Pemprov Kalbar secara aktif menerapkan strategi komprehensif untuk mendorong pertumbuhan ekonomi yang inklusif dan berkelanjutan. Pendekatan ini melibatkan identifikasi dan penguatan sektor-sektor ekonomi unggulan yang memiliki potensi besar untuk menciptakan lapangan kerja dan meningkatkan kesejahteraan masyarakat. Peningkatan investasi menjadi salah satu pilar utama, dengan upaya menarik investor baik domestik maupun asing untuk menanamkan modal di berbagai sektor produktif.

Transformasi ekonomi berbasis nilai tambah juga menjadi fokus penting dalam strategi pembangunan daerah. Ini berarti mendorong hilirisasi produk-produk unggulan daerah agar tidak hanya diekspor dalam bentuk bahan mentah, tetapi juga diolah menjadi produk jadi yang memiliki nilai jual lebih tinggi.
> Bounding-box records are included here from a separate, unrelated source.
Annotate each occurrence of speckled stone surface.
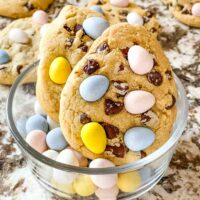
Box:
[0,0,200,200]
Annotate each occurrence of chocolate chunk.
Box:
[101,122,119,139]
[105,144,125,158]
[105,99,124,115]
[80,113,92,124]
[147,71,163,86]
[83,59,100,75]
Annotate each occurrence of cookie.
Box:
[36,6,108,122]
[88,0,159,36]
[60,23,176,165]
[0,0,54,18]
[0,18,40,85]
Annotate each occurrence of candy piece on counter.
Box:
[9,28,30,44]
[47,116,60,130]
[128,45,154,75]
[79,75,109,102]
[53,149,79,184]
[0,49,10,65]
[26,114,49,133]
[49,57,71,84]
[73,174,96,197]
[124,127,155,151]
[81,122,107,154]
[34,101,46,116]
[32,10,48,25]
[26,130,47,153]
[83,17,109,39]
[117,171,141,192]
[124,90,156,114]
[46,127,68,151]
[89,158,117,189]
[127,12,144,26]
[95,185,119,200]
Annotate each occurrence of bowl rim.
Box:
[6,60,188,174]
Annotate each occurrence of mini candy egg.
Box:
[53,149,79,184]
[32,10,48,25]
[110,0,129,7]
[95,185,119,200]
[124,127,155,151]
[89,158,117,189]
[127,12,144,26]
[26,114,49,133]
[73,174,96,197]
[49,57,71,84]
[0,49,10,65]
[124,90,156,114]
[83,17,109,39]
[26,130,47,153]
[128,45,154,75]
[192,3,200,17]
[81,122,107,154]
[9,28,30,44]
[117,171,141,192]
[46,127,67,151]
[79,75,109,102]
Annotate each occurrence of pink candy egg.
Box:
[32,10,48,25]
[26,130,47,153]
[128,45,154,75]
[124,90,155,114]
[192,3,200,17]
[89,158,117,189]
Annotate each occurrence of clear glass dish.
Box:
[7,62,188,199]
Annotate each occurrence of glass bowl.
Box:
[7,61,188,200]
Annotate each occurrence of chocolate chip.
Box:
[147,71,163,86]
[105,99,124,115]
[80,113,92,124]
[105,144,125,158]
[101,122,119,139]
[83,59,100,75]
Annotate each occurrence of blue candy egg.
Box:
[46,128,67,151]
[0,49,10,65]
[79,75,109,102]
[83,17,109,39]
[124,127,155,151]
[26,114,49,133]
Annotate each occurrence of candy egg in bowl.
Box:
[7,63,188,200]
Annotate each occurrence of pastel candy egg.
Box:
[128,45,154,75]
[26,130,47,153]
[26,114,49,133]
[73,174,96,197]
[81,122,107,154]
[53,149,79,184]
[32,10,48,25]
[89,158,117,189]
[124,90,156,114]
[46,127,67,151]
[127,12,144,26]
[192,3,200,17]
[83,17,109,39]
[49,57,71,84]
[9,28,30,44]
[117,171,141,192]
[0,49,10,65]
[79,75,109,102]
[124,127,155,151]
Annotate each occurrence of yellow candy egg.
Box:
[73,174,96,197]
[81,122,107,154]
[49,57,71,84]
[117,171,141,192]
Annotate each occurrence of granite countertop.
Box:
[0,0,200,200]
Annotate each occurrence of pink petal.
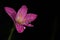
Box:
[25,24,34,27]
[16,5,28,19]
[25,13,37,23]
[15,23,26,33]
[4,7,16,20]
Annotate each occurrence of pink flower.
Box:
[4,5,37,33]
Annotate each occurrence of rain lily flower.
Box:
[4,5,37,33]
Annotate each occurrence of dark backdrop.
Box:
[0,0,59,40]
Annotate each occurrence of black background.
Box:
[0,0,60,40]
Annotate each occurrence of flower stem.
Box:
[8,27,15,40]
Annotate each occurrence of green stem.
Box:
[8,27,15,40]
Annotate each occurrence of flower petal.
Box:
[25,13,37,23]
[4,7,16,20]
[16,5,28,19]
[24,24,34,27]
[15,23,26,33]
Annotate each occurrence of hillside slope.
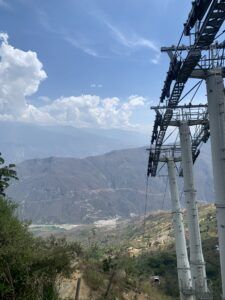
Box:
[8,144,213,224]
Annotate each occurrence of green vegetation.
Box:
[0,159,82,300]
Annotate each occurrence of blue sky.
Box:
[0,0,197,128]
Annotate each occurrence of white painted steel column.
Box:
[206,70,225,299]
[179,121,209,299]
[167,157,195,300]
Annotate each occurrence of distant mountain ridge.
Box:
[0,121,148,163]
[8,147,213,224]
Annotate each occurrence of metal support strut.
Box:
[167,157,195,300]
[179,121,210,299]
[206,69,225,299]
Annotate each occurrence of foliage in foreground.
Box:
[0,196,81,300]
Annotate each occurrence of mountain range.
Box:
[0,121,148,163]
[8,145,214,224]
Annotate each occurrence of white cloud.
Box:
[0,33,47,118]
[39,95,148,129]
[0,33,147,129]
[90,83,103,88]
[63,34,98,57]
[0,0,9,8]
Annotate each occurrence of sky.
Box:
[0,0,195,131]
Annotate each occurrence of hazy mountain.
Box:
[8,147,213,224]
[0,122,148,162]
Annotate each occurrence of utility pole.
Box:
[160,155,195,300]
[150,104,211,300]
[179,121,209,299]
[206,69,225,300]
[192,67,225,300]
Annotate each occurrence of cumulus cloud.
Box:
[0,33,146,129]
[39,95,145,129]
[0,33,47,118]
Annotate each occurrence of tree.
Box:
[0,153,18,196]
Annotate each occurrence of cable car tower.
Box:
[148,0,225,300]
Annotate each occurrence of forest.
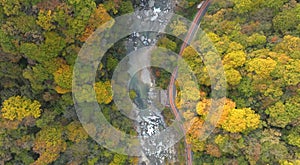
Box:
[0,0,300,165]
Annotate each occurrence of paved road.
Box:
[168,0,212,165]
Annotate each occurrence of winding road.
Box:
[168,0,212,165]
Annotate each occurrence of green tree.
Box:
[170,19,188,36]
[1,96,41,121]
[36,10,55,31]
[94,81,113,104]
[222,108,260,133]
[273,4,300,33]
[53,64,73,94]
[33,127,67,165]
[157,37,177,51]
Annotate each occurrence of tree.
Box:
[266,96,300,128]
[33,126,67,165]
[246,57,277,78]
[94,81,113,104]
[53,64,73,94]
[222,108,260,133]
[225,69,242,86]
[223,51,246,69]
[196,99,236,127]
[0,0,21,16]
[79,4,111,42]
[272,4,300,33]
[157,37,177,51]
[1,96,41,121]
[120,1,134,14]
[67,122,89,143]
[247,33,267,48]
[170,19,188,36]
[287,126,300,147]
[274,35,300,59]
[36,10,55,31]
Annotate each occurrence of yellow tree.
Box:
[223,50,246,69]
[1,96,41,121]
[79,4,111,42]
[36,10,55,31]
[170,19,187,36]
[33,127,67,165]
[67,122,88,143]
[53,64,73,94]
[222,108,260,133]
[196,99,236,127]
[94,81,113,104]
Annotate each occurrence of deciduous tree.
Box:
[1,96,41,121]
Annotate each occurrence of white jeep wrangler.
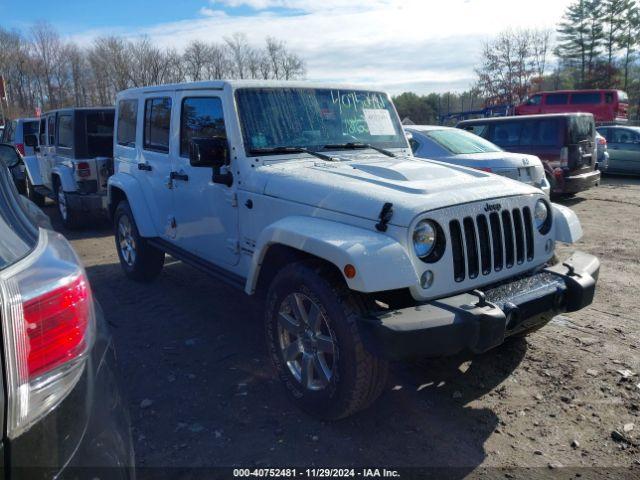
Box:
[109,81,599,419]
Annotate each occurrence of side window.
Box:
[47,115,56,145]
[143,97,171,152]
[117,100,138,147]
[571,92,602,105]
[57,115,73,148]
[180,97,227,157]
[545,93,569,105]
[520,120,558,146]
[489,122,521,147]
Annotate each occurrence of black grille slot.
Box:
[476,215,491,275]
[512,209,524,265]
[489,212,504,272]
[463,217,480,278]
[449,220,464,282]
[522,207,534,262]
[502,210,515,268]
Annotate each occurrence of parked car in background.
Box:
[24,107,114,228]
[0,143,26,193]
[515,90,629,122]
[0,145,134,479]
[598,126,640,175]
[109,81,599,419]
[404,125,550,195]
[2,118,40,156]
[596,130,609,172]
[457,113,600,194]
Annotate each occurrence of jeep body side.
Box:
[25,107,114,228]
[109,81,599,419]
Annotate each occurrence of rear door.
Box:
[172,92,239,265]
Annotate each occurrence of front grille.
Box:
[449,207,534,282]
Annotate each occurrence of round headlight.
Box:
[533,200,549,231]
[413,220,436,258]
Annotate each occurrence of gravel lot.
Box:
[46,178,640,478]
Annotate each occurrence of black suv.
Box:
[0,144,135,479]
[457,113,600,194]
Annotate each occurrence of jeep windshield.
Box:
[236,88,407,155]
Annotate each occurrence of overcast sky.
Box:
[0,0,570,93]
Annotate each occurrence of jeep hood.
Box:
[254,154,542,227]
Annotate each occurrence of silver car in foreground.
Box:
[404,125,550,196]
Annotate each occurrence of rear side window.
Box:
[571,92,601,105]
[520,119,559,147]
[546,93,569,105]
[180,97,227,157]
[117,100,138,147]
[144,97,171,152]
[58,115,73,148]
[47,115,56,145]
[87,111,115,157]
[489,122,522,147]
[462,123,489,138]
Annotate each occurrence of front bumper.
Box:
[361,252,600,360]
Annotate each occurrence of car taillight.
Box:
[76,162,91,178]
[0,230,95,438]
[560,147,569,168]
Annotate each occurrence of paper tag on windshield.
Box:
[362,108,396,135]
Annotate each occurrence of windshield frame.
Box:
[233,85,410,158]
[421,128,504,155]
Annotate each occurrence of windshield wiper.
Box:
[249,146,336,162]
[322,142,396,157]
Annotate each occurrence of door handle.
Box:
[169,172,189,182]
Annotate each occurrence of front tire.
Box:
[265,261,389,420]
[113,200,165,282]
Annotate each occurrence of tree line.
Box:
[0,23,306,118]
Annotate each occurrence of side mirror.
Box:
[24,134,38,147]
[189,137,229,169]
[0,143,22,168]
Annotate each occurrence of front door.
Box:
[173,92,239,265]
[607,128,640,174]
[138,95,176,240]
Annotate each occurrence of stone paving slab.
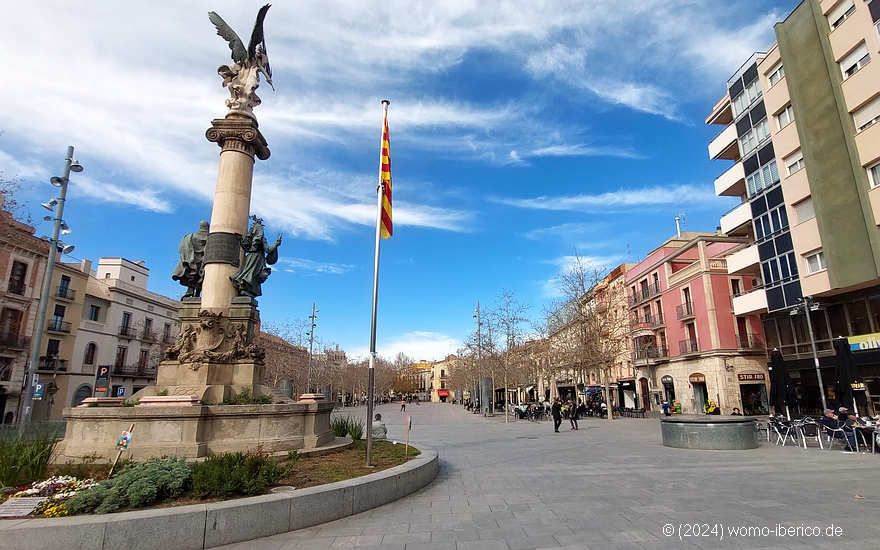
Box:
[217,404,880,550]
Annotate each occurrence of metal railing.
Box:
[0,332,31,349]
[675,302,694,321]
[678,339,700,354]
[46,319,70,333]
[55,286,76,300]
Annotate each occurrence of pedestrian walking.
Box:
[568,401,578,430]
[550,397,562,433]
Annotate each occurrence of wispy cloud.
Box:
[490,185,718,211]
[278,258,355,275]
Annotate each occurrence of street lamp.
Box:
[18,145,83,434]
[789,296,828,410]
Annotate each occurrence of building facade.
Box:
[73,258,180,406]
[626,233,769,414]
[706,0,880,413]
[0,205,49,424]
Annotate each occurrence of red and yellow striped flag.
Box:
[379,111,393,239]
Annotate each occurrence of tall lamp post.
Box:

Langkah ini diharapkan dapat menciptakan multiplier effect yang lebih besar bagi perekonomian lokal.

Meskipun pertumbuhan ekonomi menunjukkan tren positif, Pemprov Kalbar tidak lengah terhadap potensi risiko. Gubernur Ria Norsan menekankan pentingnya kewaspadaan terhadap fluktuasi kurs dolar dan dinamika ekonomi global lainnya yang dapat berdampak pada stabilitas daerah. Upaya menjaga inflasi tetap terkendali terus dilakukan untuk melindungi daya beli masyarakat dan menjaga iklim usaha yang kondusif.
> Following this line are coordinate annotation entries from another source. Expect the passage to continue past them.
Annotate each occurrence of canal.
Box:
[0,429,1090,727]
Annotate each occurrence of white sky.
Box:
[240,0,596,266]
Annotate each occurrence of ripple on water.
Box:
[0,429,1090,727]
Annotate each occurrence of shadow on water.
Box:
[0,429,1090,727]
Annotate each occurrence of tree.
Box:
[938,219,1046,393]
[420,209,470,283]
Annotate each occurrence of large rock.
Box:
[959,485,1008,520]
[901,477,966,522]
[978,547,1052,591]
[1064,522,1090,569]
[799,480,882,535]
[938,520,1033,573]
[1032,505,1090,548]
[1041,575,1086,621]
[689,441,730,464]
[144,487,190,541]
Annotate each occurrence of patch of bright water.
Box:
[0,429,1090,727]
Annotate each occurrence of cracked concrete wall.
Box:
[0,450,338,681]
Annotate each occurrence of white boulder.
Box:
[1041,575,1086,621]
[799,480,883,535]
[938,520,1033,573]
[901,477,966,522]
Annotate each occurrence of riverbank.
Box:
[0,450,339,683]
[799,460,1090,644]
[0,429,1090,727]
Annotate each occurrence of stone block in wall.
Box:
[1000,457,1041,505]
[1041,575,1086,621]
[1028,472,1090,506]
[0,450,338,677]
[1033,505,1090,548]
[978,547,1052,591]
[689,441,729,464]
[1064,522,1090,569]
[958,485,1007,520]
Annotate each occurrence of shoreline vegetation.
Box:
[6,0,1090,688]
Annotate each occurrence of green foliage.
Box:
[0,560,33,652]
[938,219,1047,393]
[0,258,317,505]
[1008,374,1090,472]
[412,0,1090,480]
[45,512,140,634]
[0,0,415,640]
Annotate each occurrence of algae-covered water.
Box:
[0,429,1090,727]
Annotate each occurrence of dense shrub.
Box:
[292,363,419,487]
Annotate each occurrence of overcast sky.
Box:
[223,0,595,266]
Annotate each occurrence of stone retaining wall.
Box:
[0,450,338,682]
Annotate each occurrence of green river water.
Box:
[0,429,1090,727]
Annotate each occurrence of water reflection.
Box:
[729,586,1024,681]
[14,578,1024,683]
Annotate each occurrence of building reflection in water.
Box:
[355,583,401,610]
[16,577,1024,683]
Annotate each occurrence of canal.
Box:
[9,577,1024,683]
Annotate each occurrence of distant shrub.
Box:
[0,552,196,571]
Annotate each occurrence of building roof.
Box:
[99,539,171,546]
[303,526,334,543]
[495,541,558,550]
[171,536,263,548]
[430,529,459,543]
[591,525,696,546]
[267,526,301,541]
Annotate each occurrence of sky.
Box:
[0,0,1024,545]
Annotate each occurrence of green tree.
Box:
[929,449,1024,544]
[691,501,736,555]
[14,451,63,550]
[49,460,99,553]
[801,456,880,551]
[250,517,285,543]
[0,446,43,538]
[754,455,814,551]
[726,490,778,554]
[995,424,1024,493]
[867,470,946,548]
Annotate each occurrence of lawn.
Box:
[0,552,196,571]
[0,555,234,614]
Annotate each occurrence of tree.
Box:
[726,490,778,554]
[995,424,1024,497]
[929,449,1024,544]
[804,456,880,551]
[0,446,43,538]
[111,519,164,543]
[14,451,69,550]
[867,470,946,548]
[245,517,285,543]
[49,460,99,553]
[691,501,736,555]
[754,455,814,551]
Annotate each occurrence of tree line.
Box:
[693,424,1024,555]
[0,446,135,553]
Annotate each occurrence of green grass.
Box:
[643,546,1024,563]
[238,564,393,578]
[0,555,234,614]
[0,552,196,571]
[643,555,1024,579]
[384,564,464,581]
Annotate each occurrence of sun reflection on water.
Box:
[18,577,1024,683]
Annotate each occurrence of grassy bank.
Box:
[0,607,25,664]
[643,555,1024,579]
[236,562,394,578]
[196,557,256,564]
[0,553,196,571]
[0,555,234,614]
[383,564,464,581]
Kolaborasi erat antara pemerintah dan dunia usaha menjadi kunci vital dalam percepatan pembangunan daerah di Kalimantan Barat. Hal ini sejalan dengan arahan Presiden Republik Indonesia Prabowo Subianto yang menargetkan pertumbuhan ekonomi nasional mencapai delapan persen. Sinergi ini diharapkan dapat menciptakan iklim usaha yang lebih kondusif dan mendorong investasi.

Tokoh nasional asal Kalimantan Barat, Oesman Sapta Odang (OSO), menyoroti peran strategis Kamar Dagang dan Industri (Kadin) dalam mendukung pembangunan daerah. Menurut OSO, Kadin memiliki tanggung jawab besar untuk memberikan kontribusi nyata, membantu pemerintah daerah, menjaga keamanan dan stabilitas, serta membangun pola pikir konstruktif demi kemajuan bersama.
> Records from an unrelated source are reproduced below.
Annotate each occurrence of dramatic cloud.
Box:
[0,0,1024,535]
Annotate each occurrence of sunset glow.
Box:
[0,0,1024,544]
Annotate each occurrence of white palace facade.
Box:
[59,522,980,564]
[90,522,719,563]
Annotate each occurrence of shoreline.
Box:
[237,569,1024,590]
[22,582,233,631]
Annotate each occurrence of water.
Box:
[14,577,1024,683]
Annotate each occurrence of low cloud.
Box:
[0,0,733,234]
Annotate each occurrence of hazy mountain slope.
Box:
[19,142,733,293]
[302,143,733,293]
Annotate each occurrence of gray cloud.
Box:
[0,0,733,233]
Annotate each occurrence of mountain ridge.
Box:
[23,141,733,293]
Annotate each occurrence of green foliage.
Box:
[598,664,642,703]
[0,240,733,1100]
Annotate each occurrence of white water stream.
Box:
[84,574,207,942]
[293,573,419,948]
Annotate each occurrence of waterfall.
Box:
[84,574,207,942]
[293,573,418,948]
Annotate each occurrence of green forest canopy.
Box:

OSO berharap Musyawarah Provinsi (Musprov) Kadin Kalbar dapat menghasilkan kepengurusan yang solid dan mampu memperkuat sinergi dengan pemerintah. Tujuannya adalah mendorong pembangunan ekonomi yang benar-benar berpihak pada masyarakat, memastikan bahwa manfaat pertumbuhan ekonomi dapat dirasakan secara merata oleh seluruh lapisan.

Pemprov Kalbar optimistis bahwa sinergi antara pemerintah dan dunia usaha melalui Kadin akan mempercepat realisasi program-program RPJMD. Kerja sama ini diharapkan mampu mendorong pertumbuhan ekonomi yang merata dan berkelanjutan, menjadikan Kalimantan Barat sebagai provinsi yang maju dan sejahtera.